# Finding Maximally Dense Segments

Sharon and I have finally concluded, for now, our work on the maximally dense segment problem (draft, with an errata already!), on which we have been working on and off for the past two years. Considering the algorithm itself and its derivation/proofs, I am quite happy with what we have achieved. The algorithm is rather complex, however, and it is a challenge presenting it in an accessible way. Sharon has done a great job polishing the paper, and I do hope more people would be interested in reading it and it would, eventually, inspire more work on interesting program derivations.

The basic form of the problem looks like a natural variation of the classical maximum segment sum problem: given a list of numbers, find a consecutive segment whose average, that is, sum divided by length, is maximum. The problem would be trivial without more constraints, since one could simply return the largest element, thus we usually impose a lower bound `L` on the length of feasible segments.

It was noticed by Huang [3], that a segment having maximum average need not be longer than `2L - 1`: given a segment of `2L` elements or more, we cut it in the middle. If the two halves have different averages, we keep the larger one. Otherwise the two halves have the same average. Either way, we get a shorter, feasible segment whose average is not lower. The fact hints at a trivial `O(nL)` algorithm: for each suffix of the list, find its best prefix upto `2L - 1` elements long.

A difficult challenge, however, is to come up with an algorithm that is `O(n)`, independently of `L`. The problem can be generalised to the case where the elements do not have length 1, but each has a width, and the goal is to maximise the density — sum of the elements divided by sum of their width. It makes the problem sightly more complicated, but does not change its nature.

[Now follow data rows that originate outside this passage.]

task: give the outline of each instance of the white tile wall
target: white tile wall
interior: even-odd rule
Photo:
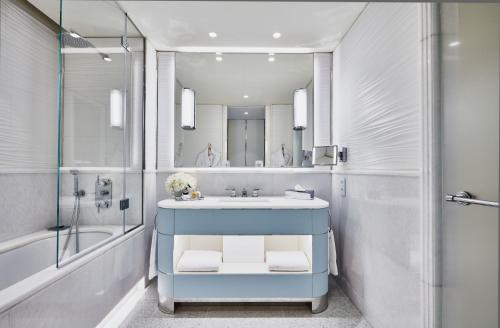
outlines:
[[[418,6],[368,4],[334,52],[333,143],[349,149],[332,177],[339,280],[374,328],[424,318]]]
[[[347,197],[338,192],[346,178]],[[418,177],[332,178],[340,282],[374,327],[419,327]]]
[[[0,174],[0,242],[56,225],[56,173]]]
[[[144,275],[143,261],[140,232],[9,310],[10,325],[0,317],[0,326],[95,327]]]

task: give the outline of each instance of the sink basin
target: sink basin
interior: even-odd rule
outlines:
[[[262,203],[269,202],[269,199],[266,198],[257,198],[257,197],[228,197],[219,199],[221,203]]]

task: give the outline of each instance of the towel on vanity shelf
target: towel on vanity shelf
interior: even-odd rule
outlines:
[[[328,232],[328,274],[334,276],[339,275],[339,269],[337,267],[337,250],[335,249],[335,237],[333,236],[333,230],[330,229]]]
[[[180,272],[217,272],[222,265],[222,252],[187,250],[177,263]]]
[[[156,227],[153,230],[153,238],[151,238],[151,251],[149,252],[149,280],[153,279],[156,277],[158,274],[158,266],[156,263],[156,236],[157,231]]]

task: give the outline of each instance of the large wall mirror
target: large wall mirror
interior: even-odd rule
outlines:
[[[177,53],[175,75],[176,167],[312,166],[312,54]]]

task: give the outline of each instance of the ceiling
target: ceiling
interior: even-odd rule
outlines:
[[[312,54],[178,53],[176,78],[196,91],[198,104],[262,106],[292,104],[293,91],[313,78]],[[247,95],[248,98],[244,98]]]
[[[29,0],[55,22],[59,1]],[[160,51],[332,51],[366,3],[63,0],[63,27],[86,37],[123,34],[126,11]],[[209,32],[216,32],[210,38]],[[274,39],[273,33],[281,38]],[[129,36],[139,32],[129,24]]]
[[[331,51],[365,3],[120,1],[158,50]],[[216,32],[217,38],[210,38]],[[274,39],[273,33],[281,38]],[[279,51],[278,49],[282,49]]]

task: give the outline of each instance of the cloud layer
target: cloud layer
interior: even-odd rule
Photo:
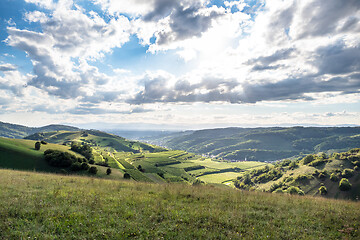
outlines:
[[[5,43],[33,68],[0,60],[7,111],[128,115],[154,113],[156,104],[359,98],[358,0],[92,0],[94,10],[82,1],[25,2],[37,8],[23,14],[30,27],[9,25]],[[147,56],[176,55],[186,71],[99,67],[132,39]]]

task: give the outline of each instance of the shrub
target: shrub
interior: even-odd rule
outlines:
[[[83,163],[81,164],[81,169],[83,169],[83,170],[88,170],[89,168],[90,168],[90,165],[87,164],[86,162],[83,162]]]
[[[309,166],[316,167],[316,166],[320,166],[321,164],[324,164],[324,163],[326,163],[326,160],[317,159],[317,160],[312,161],[311,163],[309,163]]]
[[[279,183],[274,183],[274,184],[272,184],[271,187],[270,187],[270,192],[275,191],[276,189],[282,187],[283,185],[284,185],[283,182],[279,182]]]
[[[330,180],[333,181],[333,182],[339,181],[339,175],[336,174],[336,173],[332,173],[332,174],[330,175]]]
[[[89,173],[95,175],[95,174],[97,173],[97,167],[90,167],[90,168],[89,168]]]
[[[341,173],[341,176],[343,178],[351,178],[352,176],[354,176],[354,170],[346,168],[344,169],[344,171]]]
[[[319,188],[319,193],[320,193],[321,195],[326,195],[326,194],[327,194],[327,188],[326,188],[325,186],[321,186],[321,187]]]
[[[352,185],[347,178],[343,178],[340,180],[339,188],[341,191],[349,191]]]
[[[287,193],[294,195],[294,194],[298,194],[298,195],[305,195],[304,191],[302,191],[300,188],[295,187],[295,186],[291,186],[286,190]]]
[[[314,161],[314,156],[313,155],[307,155],[306,157],[303,158],[302,162],[304,165],[311,163],[312,161]]]
[[[53,167],[67,168],[77,162],[77,158],[68,152],[48,149],[44,152],[45,161]]]
[[[70,170],[74,171],[74,172],[82,170],[81,163],[76,162],[76,163],[71,164]]]
[[[41,147],[41,142],[36,142],[35,143],[35,150],[40,150]]]
[[[324,178],[326,178],[326,175],[321,172],[321,173],[319,173],[318,178],[324,179]]]
[[[293,170],[293,169],[295,169],[295,168],[297,168],[297,167],[299,167],[299,165],[298,165],[297,162],[295,162],[295,161],[292,161],[292,162],[290,163],[290,165],[289,165],[289,169],[290,169],[290,170]]]

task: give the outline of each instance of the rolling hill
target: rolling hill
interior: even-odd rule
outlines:
[[[146,139],[172,149],[228,160],[275,161],[360,146],[360,127],[221,128]]]
[[[51,131],[76,131],[76,127],[51,124],[44,127],[26,127],[17,124],[0,122],[0,137],[6,138],[24,138],[28,135],[37,132],[51,132]]]
[[[342,181],[349,182],[345,189]],[[360,148],[280,161],[243,173],[234,183],[247,190],[356,200],[360,197]]]
[[[353,201],[0,170],[2,239],[359,239]]]
[[[168,150],[95,130],[36,133],[26,138],[65,145],[72,142],[88,144],[97,164],[129,173],[137,181],[227,184],[241,172],[265,165],[260,162],[213,161],[185,151]]]
[[[0,138],[0,168],[15,169],[15,170],[28,170],[37,172],[50,172],[50,173],[64,173],[65,169],[50,166],[44,158],[46,150],[58,150],[67,152],[77,158],[84,158],[83,155],[74,152],[69,146],[59,144],[42,144],[40,150],[35,150],[35,142],[26,139],[9,139]],[[90,164],[90,166],[95,166]],[[96,176],[108,179],[122,179],[123,172],[117,169],[112,171],[111,175],[106,174],[107,167],[97,166],[98,173]],[[73,174],[91,175],[86,171],[73,172],[70,168],[66,171]],[[66,172],[65,171],[65,172]]]

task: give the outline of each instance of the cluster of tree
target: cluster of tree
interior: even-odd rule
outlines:
[[[97,173],[96,167],[91,167],[85,158],[77,158],[68,152],[48,149],[44,152],[45,161],[53,167],[68,168],[71,171],[89,171],[92,174]]]

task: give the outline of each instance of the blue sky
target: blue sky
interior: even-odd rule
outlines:
[[[357,0],[3,0],[0,121],[358,125],[359,16]]]

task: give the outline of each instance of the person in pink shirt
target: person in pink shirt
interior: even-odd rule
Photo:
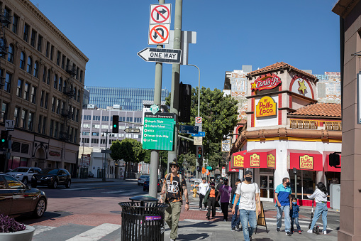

If we go on to impose an upper bound `U` on the length as well, however, the problem becomes much more difficult. There was an published algorithm that claimed to be linear only to be found not so. We discovered that two later algorithms, which appeared to have concluded the problem, also fail for a boundary case. The bug is easy to fix for one of the algorithm, but might not be so for the other.

Our algorithm closely relates to that of Chung and Lu [1] and that of Goldwasser et al [2]. The algorithm is perhaps too complex to present in detail in a blog post (that’s why we need a paper!), but I will try to give an outline using pictures from the paper, my slides and poster.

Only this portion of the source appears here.